Not all factors mentioned under the Strengths, Weakness, Opportunities, and Threats quadrants in the SWOT Analysis are equal. Managers in the HBR case study BP in Russia: Bad Partners or Bad Partnerships? (A) needs to zero down on the relative importance of each factor mentioned in the Strengths, Weakness, Opportunities, and Threats quadrants. We can provide the relative importance to each factor by assigning relative weights. Weighted SWOT analysis process is a three stage process –

First stage for doing weighted SWOT analysis of the case study BP in Russia: Bad Partners or Bad Partnerships? (A) is to rank the strengths and weaknesses of the organization. This will help you to assess the most important strengths and weaknesses of the firm and which one of the strengths and weaknesses mentioned in the initial lists are marginal and can be left out.

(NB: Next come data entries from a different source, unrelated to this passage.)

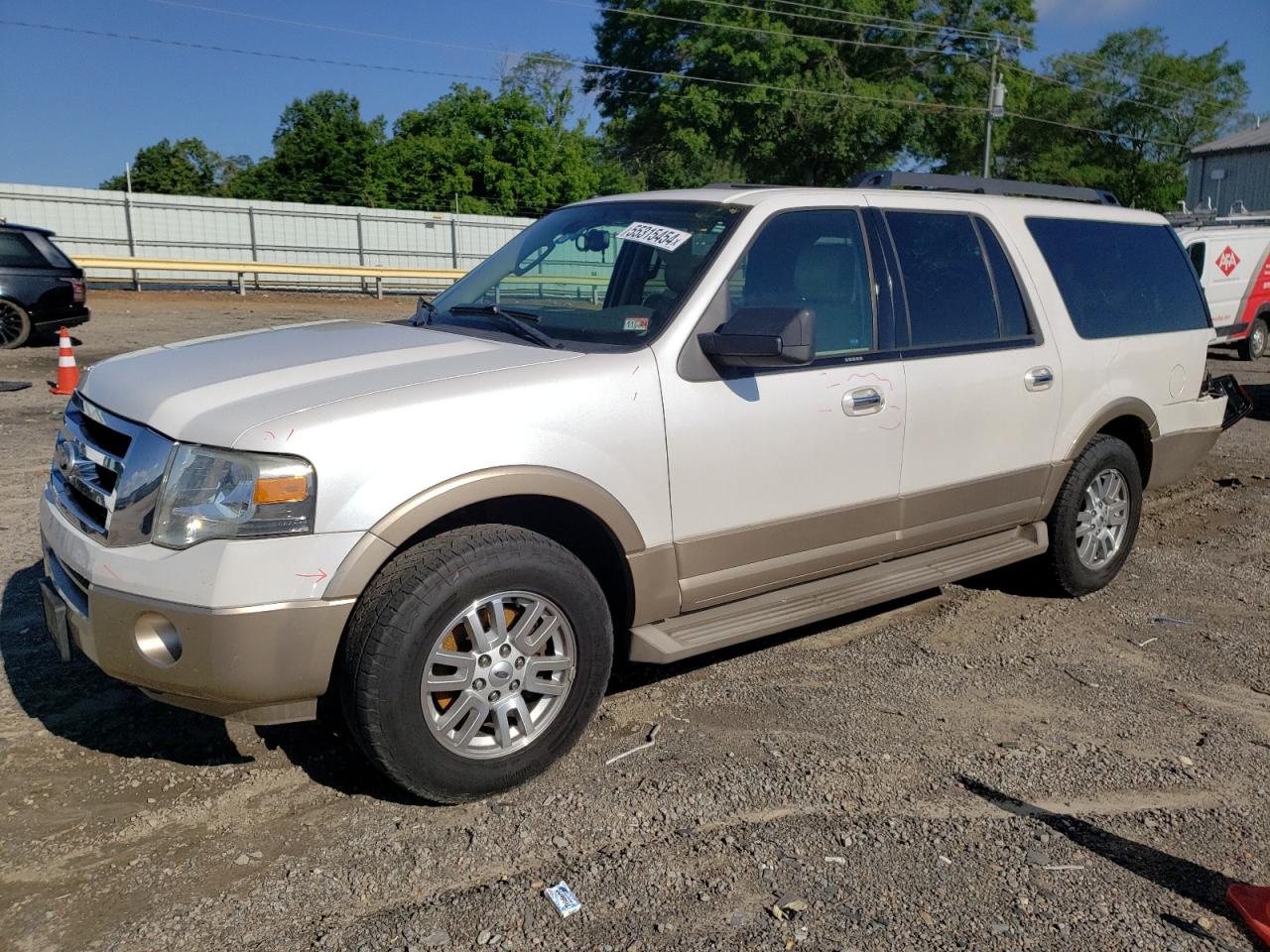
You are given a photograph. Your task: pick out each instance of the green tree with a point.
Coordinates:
(799, 96)
(547, 79)
(322, 151)
(185, 168)
(1142, 111)
(498, 154)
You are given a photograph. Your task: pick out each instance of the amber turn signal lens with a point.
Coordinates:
(281, 489)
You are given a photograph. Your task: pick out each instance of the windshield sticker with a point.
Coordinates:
(654, 235)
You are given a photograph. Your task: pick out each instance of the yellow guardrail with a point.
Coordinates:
(333, 271)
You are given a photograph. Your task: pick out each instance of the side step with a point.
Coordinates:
(753, 617)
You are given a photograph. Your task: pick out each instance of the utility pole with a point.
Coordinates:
(996, 108)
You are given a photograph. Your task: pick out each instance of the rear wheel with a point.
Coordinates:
(14, 325)
(1254, 347)
(475, 660)
(1095, 517)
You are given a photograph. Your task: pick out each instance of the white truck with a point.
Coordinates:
(649, 426)
(1230, 255)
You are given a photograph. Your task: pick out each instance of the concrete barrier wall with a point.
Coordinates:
(91, 221)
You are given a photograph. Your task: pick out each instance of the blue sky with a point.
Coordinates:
(75, 108)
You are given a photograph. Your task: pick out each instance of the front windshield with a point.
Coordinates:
(606, 275)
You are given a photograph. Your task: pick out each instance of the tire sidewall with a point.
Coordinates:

Second stage for conducting weighted SWOT analysis of the Harvard case study BP in Russia: Bad Partners or Bad Partnerships? (A) is to give probabilities to the external strategic factors thus better understanding the opportunities and threats arising out of macro environment changes and developments.

Third stage of constructing weighted SWOT analysis of BP in Russia: Bad Partners or Bad Partnerships? (A) is to provide strategic recommendations includes – joining likelihood of external strategic factors such as opportunities and threats to the internal strategic factors – strengths and weaknesses. You should start with external factors as they will provide the direction of the overall industry. Secondly by joining probabilities with internal strategic factors can help the company not only strategic fit but also the most probably strategic trade-off that Bp Oil needs to make to build a sustainable competitive advantage.